Big-screen LCDs are rapidly plummeting in price. And at an astonishing £1,100, Sanyo's 27in model, the CE27LC3-B, is taking flat TV to the masses.
On first inspection the CE27LC3-B looks futuristic, with a high-gloss grey frame sitting well with the lighter silver speakers and table-top stand. However, the inputs and outputs are so woefully out-dated that they're almost enough to make us to put this set back in its box and send it back five years in a time machine...
First, there are no digital inputs. Many similarly-priced screens don't come with DVI or HDMI, however, so this isn't too much of a surprise. Now for the really bad news: there are no component inputs. As well as preventing the delivery of top-notch prog scan images from a suitable DVD player, this means that access to any high-definition material - whether broadcast or from a media centre or D-VHS tapes - is denied.
It doesn't stop there - there's no PC input. This is a shame, because infrequent PC users could well benefit from using an easy-to-move LCD such as this for occasional PC work or, even better, games.
Finally, there's no S-video jack, which leaves the roll-call of connections short and not very sweet: two Scarts (only one RGB), a composite video input, stereo audio input and output, a headphone jack and RF input.
The operating system offers a bit of reassurance, as it is intuitive and immediately easy to use. It's just a shame there aren't many features to control, with a light monitoring option - which adjusts the picture in response to the ambient light levels in a room - the only highlight.

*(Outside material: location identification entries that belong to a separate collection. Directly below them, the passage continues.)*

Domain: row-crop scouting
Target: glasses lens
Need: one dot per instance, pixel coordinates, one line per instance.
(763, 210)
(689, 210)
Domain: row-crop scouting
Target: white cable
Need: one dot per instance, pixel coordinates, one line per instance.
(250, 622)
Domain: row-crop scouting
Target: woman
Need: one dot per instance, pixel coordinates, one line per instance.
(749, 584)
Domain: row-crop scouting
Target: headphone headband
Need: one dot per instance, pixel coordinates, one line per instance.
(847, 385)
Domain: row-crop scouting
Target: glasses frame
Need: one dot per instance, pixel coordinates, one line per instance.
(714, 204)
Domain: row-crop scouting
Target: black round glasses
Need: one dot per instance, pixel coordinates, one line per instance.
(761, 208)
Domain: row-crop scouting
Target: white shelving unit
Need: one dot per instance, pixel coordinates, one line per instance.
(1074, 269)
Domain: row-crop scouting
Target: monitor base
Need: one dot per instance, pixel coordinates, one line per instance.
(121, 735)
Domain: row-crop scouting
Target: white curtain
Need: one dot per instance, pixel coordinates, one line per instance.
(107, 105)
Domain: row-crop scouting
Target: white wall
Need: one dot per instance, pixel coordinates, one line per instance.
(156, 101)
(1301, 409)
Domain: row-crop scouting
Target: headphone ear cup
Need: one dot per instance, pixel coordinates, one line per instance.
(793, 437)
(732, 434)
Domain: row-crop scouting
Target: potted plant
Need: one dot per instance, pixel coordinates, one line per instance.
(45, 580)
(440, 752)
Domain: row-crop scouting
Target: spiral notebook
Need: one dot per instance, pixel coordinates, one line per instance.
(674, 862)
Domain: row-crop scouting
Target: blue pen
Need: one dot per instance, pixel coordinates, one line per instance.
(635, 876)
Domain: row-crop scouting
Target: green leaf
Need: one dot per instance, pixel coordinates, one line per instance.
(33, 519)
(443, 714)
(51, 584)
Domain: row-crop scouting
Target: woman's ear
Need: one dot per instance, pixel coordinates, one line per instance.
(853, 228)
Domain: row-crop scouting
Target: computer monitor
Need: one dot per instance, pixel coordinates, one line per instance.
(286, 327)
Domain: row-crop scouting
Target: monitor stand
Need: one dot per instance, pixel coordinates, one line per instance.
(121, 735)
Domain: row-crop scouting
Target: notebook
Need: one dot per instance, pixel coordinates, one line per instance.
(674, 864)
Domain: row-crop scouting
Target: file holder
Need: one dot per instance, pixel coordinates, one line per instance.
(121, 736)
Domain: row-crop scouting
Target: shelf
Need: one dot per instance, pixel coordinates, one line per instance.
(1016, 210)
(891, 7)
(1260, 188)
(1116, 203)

Having exposed the lack of technology featured in this set, it should come as no surprise that the CE27LC3's pictures struggle with the varied visual material of our test disc, the Chinese kung fu myth Hero.
The LCD screen's response time is not the best, with a lot of distracting smearing over the film's many sweeping vistas as the action swaps between a warrior's version of events and those of the embattled emperor.
Contrast levels are also a problem, meaning that murky scenes - such as those at the emperor's palace - lack depth of field, detail and texture, while the symbolic and famously lush colours of Hero (alternating between reds, blues and whites) are unacceptably dampened.
Playback of DVDs isn't impressive, but where the CE27LC3 does shine is with TV broadcasts. Well-lit, static, studio footage - such as news programmes - look good on this screen. Problems with motion smears and poor contrast still exist, but are far less noticeable alongside the great amount of detail on show - so it's not all bad.
Inconsistent with its images, the CE27LC3 doesn't do much better with sound (though this is expected of 'budget' LCDs). Although the soundstage is wider and more detailed than we had expected, there's not nearly enough bass to liven up the action scenes of Hero, while even dialogue-dominated scenes sound thin.
Sanyo has successfully met its brief to supply the mass market with an affordable big-screen LCD TV, with prices for the CE27LC3 as low as an astonishing £850 online - but that's about all this screen offers.
Where it really matters - performance - it is severely lacking, meaning that our overall impression of the CE27LC3 is that it is a cheap, rather than bargain, set. And as we know all too well, cheap rarely means cheerful.